Timothy Spall and director Mike Leigh (“Secrets & Lies,” “Vera Drake”) appeared at a press conference at the 2014 New York Film Festival to talk about their new film, “Mr Turner,” which depicts the latter part of 19th century British painter, J.M.W. Turner’s life. They were joined by cinematographer Dick Pope and actresses Dorothy Atkinson, Marion Bailey, Ruth Sheen, and Sandy Foster.
I was interested in this film because I discovered Turner’s work at the Tate Gallery in London while in college and fell in love with his paintings. I didn’t know anything about him, though, until seeing the movie, for which everyone involved did a great deal of research.
The film lasts 2-1/2 hours and is probably not for the mainstream film-goer, but for those interested in Turner or the time period, it will be an interesting and entertaining experience. There is plenty of both comedy and pathos in the story, and the man who influenced and set the stage for the impressionist art period is certainly a study in contradictions.
Below are some of the highlights from the press conference.
Timothy Spall on playing the character of J.M.W. Turner:
His physicality, his earthiness, and his visceralness, and awkwardness as a man in conjunction with this beautiful, fantastic, sublime work was a very interesting thing to delve into.
Timothy Spall on learning how to paint for the film:
I spent 2-1/2 years learning how to paint. So, I got quite heavily into the whole process of that, and I was taught by a brilliant guy, a portraitist and teacher who took me through all the disciplines up to the point where I was able to do a full-sized copy of a Turner painting…. I couldn’t do it again, but I managed to do it then.
Dorothy Atkinson on the information available about her character, Hannah Danby, who was Turner’s maidservant:
There was very little information about her.

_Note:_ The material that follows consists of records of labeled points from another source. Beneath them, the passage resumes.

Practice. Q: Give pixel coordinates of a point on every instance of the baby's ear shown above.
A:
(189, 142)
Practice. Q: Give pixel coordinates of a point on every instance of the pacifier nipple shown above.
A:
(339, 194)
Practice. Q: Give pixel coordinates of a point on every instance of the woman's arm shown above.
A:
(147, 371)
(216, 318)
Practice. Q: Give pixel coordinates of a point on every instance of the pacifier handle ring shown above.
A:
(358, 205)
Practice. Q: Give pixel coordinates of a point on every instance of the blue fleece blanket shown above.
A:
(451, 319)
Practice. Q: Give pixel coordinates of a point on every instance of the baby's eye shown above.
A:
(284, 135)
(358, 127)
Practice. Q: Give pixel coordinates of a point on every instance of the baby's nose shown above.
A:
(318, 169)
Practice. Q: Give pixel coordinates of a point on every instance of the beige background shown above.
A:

We knew that she had served him [Turner] for 40 years and that they knew each other really well…. We knew that she had a skin condition, and she frightened people when she answered the door to let people in. But that was really it.
Mike Leigh on the character of John Ruskin, a well-known 19th century art critic, who was portrayed comically in the film by the wonderful Joshua McGuire:
A distinguished French film critic, whom some of you probably know, took great offense at the portrait of Ruskin when we showed the film at Cannes because he thought it was an attack on critics in general. And since we are at this august gathering, that is not the case….
[Ruskin] was a kind of prick … Turner kind of tolerated him and took the piss out of him…. It just seemed a good idea to make Ruskin into a comic character.
Mike Leigh on period films and his approach to the time period in “Mr. Turner”:
I feel very strongly – this is about period films just in general – that sometimes, such films suffer from a feeling that somehow, they’ve got to be tempered for a contemporary audience, that it shouldn’t look too antique, or that the language should be modified so that the audience can understand it, or that the actresses shouldn’t wear corsets because it’s not very sexy, etc., etc….
We know perfectly well that if you jumped in a time machine and went back to Turner’s world, what you would experience would probably bear no resemblance to this film at all…. But we’ve gone as far as we can to bring what we think and feel is accurate – without being documentary because obviously, it’s an impressionistic film.
On the look of the film:
Mike Leigh: The look of the film comes out of a sense of us trying to interpret visually the paintings, but also the spirit of the two periods that the film moves through – the late Georgian period and the early Victorian period.
Cinematographer Dick Pope: I studied Turner’s palette at the Tate Britain where they’ve got a fantastic resource for everything Turner-esque…. In a way, the colorization of the film is very much in the palette of what Turner was using at the time.